Этот вопрос вывел меня из дремоты, в которую я все больше погружался, и, усиленно моргая, я уставился на маму, а она медлила с ответом — очевидно, другие заботы не дали ей возможности обдумать это раньше.

— Он слишком большой, чтобы спать с тобой, Кейт… А у тебя чересчур узкая постель, Мэрдок… да к тому же ты часто засиживаешься допоздна за книгами. А почему бы нам, папа, не положить его в бабушкиной комнате? На время, конечно, пока ее нет дома.

Но папа отклонил это предложение, отрицательно покачав головой.

— Она платит нам хорошие деньги за свою комнату. Мы не можем вторгаться к ней без ее согласия. Да и потом она скоро вернется.

До сих пор Мэрдок молча ел, флегматично пережевывая пищу, он низко пригибался и внимательно, точно сыщик, оглядывал каждый кусочек хлеба; время от времени он брал учебник, лежавший рядом с тарелкой, и подносил его к самому лицу, точно хотел понюхать. Сейчас он поднял голову и с деловым видом посмотрел на всех.

— Пусть идет к дедушке. Ничего другого тут не придумаешь.

Папа кивнул в знак согласия, хотя лицо его при упоминании о дедушке омрачилось.

Итак, вопрос был решен. Хоть я наполовину спал, сердце у меня замерло от страха — еще одно звено в цепи моих бед, звено, которому суждено связать меня с этой странной грозной личностью, живущей наверху.
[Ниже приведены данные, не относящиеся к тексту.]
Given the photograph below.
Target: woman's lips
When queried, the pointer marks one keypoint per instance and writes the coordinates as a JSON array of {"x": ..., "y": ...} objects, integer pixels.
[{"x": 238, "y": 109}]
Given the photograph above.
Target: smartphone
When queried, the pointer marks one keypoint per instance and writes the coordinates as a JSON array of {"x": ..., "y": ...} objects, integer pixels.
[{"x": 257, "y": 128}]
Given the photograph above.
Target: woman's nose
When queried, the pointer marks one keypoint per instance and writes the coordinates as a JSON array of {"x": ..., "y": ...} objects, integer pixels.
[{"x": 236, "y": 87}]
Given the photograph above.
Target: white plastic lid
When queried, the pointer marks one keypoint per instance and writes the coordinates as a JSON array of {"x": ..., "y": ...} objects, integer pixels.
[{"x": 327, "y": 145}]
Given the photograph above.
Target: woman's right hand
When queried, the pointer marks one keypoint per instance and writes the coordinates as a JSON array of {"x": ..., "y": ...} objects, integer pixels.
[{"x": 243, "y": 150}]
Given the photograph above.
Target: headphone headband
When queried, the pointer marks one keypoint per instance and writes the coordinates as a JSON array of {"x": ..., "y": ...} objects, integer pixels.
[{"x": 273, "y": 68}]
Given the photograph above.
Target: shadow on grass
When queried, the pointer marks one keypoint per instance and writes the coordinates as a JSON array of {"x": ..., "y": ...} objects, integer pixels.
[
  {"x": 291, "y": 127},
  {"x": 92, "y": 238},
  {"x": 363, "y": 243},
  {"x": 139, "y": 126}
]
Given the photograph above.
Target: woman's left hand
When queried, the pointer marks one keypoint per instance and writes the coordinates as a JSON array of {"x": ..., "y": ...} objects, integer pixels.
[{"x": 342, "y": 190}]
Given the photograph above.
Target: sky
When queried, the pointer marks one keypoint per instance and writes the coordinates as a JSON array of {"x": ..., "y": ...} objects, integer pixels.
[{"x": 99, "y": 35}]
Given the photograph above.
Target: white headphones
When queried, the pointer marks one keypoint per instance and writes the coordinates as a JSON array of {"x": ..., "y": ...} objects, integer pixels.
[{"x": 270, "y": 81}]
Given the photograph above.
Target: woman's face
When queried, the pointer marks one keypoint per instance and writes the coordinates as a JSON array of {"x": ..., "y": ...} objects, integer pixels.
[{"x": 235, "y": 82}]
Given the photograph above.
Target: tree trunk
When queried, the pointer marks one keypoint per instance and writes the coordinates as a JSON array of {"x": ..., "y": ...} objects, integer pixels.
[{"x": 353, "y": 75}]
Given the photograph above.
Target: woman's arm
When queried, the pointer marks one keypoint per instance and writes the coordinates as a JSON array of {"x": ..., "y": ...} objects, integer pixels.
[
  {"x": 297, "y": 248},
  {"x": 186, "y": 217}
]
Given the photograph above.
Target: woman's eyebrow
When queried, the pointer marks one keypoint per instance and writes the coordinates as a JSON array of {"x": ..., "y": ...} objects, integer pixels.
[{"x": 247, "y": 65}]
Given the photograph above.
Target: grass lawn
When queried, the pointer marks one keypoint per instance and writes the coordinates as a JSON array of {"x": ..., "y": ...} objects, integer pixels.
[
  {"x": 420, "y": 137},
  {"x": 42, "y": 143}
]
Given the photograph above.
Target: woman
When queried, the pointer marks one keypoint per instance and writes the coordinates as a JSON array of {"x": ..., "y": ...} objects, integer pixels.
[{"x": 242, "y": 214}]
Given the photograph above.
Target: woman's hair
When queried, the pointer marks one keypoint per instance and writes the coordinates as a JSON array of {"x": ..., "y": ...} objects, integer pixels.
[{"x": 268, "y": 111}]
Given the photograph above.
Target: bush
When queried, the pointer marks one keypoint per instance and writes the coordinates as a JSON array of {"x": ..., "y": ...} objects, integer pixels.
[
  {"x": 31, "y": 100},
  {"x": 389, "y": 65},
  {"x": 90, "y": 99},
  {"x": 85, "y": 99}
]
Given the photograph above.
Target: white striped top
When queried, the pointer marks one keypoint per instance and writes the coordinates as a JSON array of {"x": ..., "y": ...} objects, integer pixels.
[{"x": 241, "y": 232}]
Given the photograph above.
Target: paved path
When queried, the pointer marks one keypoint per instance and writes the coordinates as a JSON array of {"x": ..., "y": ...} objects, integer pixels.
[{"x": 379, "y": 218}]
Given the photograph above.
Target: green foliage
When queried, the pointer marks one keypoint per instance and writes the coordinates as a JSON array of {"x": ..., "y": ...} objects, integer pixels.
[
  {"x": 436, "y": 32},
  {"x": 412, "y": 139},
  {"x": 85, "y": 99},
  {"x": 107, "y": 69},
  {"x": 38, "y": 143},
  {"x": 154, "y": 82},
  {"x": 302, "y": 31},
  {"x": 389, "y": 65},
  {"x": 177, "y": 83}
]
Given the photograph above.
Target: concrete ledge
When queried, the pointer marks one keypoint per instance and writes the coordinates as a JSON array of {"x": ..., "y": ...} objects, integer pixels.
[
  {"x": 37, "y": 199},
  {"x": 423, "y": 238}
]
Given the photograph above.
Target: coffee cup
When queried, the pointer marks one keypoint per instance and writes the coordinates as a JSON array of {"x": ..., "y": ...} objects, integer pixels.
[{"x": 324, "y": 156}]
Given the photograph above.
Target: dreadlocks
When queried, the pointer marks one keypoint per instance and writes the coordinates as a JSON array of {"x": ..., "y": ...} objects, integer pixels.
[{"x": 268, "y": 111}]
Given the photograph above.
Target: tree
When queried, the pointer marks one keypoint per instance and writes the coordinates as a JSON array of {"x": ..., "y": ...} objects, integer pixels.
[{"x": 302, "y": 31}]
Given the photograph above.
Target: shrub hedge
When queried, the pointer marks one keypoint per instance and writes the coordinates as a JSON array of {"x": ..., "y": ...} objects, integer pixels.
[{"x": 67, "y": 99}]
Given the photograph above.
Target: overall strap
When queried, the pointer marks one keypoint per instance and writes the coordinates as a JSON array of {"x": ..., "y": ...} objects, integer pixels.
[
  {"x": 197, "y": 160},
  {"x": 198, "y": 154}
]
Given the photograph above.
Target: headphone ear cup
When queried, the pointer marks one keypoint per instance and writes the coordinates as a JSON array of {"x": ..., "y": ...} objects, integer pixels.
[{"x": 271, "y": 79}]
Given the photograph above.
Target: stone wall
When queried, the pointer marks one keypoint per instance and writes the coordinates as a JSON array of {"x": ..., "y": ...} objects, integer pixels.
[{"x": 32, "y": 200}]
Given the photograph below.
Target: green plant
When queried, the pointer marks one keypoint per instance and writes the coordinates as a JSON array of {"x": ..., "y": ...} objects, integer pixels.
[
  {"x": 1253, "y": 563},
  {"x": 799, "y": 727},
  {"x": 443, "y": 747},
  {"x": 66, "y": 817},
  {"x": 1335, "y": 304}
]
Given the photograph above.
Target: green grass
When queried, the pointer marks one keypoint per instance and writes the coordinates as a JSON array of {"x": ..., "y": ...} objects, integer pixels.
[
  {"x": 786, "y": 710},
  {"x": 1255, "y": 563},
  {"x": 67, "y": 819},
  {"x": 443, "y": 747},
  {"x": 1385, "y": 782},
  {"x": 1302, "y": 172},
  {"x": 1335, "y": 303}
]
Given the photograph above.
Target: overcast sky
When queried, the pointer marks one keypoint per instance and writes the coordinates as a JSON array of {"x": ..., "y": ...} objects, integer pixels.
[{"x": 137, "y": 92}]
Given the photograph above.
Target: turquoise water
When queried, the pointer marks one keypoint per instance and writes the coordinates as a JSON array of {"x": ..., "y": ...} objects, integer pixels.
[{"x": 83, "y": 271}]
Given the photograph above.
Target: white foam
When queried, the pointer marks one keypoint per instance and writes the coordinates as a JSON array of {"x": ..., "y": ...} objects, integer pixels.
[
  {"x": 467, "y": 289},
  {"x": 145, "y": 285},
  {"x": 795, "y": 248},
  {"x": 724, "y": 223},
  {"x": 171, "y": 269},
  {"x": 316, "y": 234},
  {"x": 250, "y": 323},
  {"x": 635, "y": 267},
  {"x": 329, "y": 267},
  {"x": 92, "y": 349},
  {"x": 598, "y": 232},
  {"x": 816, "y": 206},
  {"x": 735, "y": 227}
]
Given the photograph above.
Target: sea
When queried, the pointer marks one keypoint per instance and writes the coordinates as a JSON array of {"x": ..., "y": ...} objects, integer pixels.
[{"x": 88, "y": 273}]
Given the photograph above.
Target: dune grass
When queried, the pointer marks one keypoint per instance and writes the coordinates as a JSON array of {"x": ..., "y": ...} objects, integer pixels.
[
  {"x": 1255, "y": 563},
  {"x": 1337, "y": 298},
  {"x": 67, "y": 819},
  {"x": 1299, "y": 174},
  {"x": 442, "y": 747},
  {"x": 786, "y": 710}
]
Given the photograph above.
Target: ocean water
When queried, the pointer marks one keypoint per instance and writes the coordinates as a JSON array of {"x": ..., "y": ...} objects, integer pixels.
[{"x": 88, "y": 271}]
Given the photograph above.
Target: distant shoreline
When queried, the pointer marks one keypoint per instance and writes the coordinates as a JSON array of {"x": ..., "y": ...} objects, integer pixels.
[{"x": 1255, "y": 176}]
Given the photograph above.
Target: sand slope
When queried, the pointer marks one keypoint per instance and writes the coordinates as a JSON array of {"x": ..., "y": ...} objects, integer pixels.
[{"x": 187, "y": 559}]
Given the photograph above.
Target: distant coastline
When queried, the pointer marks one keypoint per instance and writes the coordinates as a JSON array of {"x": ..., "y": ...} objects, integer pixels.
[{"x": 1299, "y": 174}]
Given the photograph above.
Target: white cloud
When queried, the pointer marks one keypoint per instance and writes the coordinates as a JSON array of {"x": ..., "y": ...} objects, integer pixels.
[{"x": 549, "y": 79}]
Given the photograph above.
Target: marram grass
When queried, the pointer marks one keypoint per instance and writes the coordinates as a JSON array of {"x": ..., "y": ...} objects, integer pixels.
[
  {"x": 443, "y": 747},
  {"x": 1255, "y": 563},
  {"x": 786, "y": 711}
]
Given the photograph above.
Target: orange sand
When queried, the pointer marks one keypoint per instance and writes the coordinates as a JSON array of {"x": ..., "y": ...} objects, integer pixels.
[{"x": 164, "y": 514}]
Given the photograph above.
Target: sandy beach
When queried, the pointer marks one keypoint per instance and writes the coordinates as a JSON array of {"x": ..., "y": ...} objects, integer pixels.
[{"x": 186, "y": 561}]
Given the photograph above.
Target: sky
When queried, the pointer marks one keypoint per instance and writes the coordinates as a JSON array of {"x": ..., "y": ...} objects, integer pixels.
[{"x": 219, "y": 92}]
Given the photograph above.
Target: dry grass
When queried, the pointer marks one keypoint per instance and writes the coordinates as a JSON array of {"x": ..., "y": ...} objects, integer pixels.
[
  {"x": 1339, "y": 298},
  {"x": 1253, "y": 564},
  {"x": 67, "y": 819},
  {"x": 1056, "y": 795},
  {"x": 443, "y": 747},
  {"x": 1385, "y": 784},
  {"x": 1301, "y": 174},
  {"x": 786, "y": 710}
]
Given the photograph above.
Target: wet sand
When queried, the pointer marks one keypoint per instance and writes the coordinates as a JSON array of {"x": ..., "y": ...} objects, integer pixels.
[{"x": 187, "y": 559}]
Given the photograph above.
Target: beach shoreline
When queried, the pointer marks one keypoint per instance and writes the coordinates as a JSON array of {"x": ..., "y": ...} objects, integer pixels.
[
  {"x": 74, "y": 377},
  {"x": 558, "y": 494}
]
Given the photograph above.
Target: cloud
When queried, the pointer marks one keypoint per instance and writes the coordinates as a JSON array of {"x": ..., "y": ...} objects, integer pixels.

Но возражать я побоялся, да и слишком устал — веки у меня так и слипались. Тут Кейт отодвинула свой стул и поднялась.

— Ну, пойдем, дружок. Мама, у нас есть горячая вода?

— По-моему, есть. Но только оставь и для посуды. Не трать много.

В тесной ванной Кейт помогла мне снять одежду и почему-то покраснела, когда я разделся донага. На самом дне вделанной в пол ванны, до половины желтой и облупившейся, было налито немного теплой воды. Кейт нагнулась и стала мыть меня тряпкой, которую она намыливала большим куском шершавого желтого мыла. Голова у меня так и клонилась на грудь, а веки настолько распухли, что я уже не мог плакать. Я всецело подчинился Кейт: она вытерла меня и помогла мне надеть дневную рубашку. Звякнул крючок на двери ванной. Мы стали подниматься наверх. А там, на площадке, из тумана, где плясали волны, покачивался корабль, ревел паровоз в тоннелях, вдруг выплыл дедушка — он стоял, протянув мне навстречу руки.

Глава 3

С дедушкой не легко было спать: он громко храпел, непрестанно ворочался на свалявшемся тюфяке и прижимал меня к стенке. И все же спал я как убитый, только на заре мне приснился нехороший сон. Я увидел отца в длинной белой ночной рубашке; он дышал зеленым чаем, который кипел в небольшом медном чане с красными резиновыми трубками, — средство, к которому один из его товарищей по службе посоветовал прибегнуть, когда другие лекарства уже не помогали. Время от времени отец прерывал лечение и, задорно блестя карими глазами, смеялся и шутил с моей мамочкой, которая наблюдала за ним, судорожно сжав руки. Потом вошел доктор — пожилой человек с серым, сумрачным лицом. Не успел он войти, как раздался удар грома, в комнату ворвалась большая черная лошадь с развевающимися черными перьями на голове; в горе и ужасе я спрятал лицо в ладони, а мои мама и папа вскочили на лошадь и умчались.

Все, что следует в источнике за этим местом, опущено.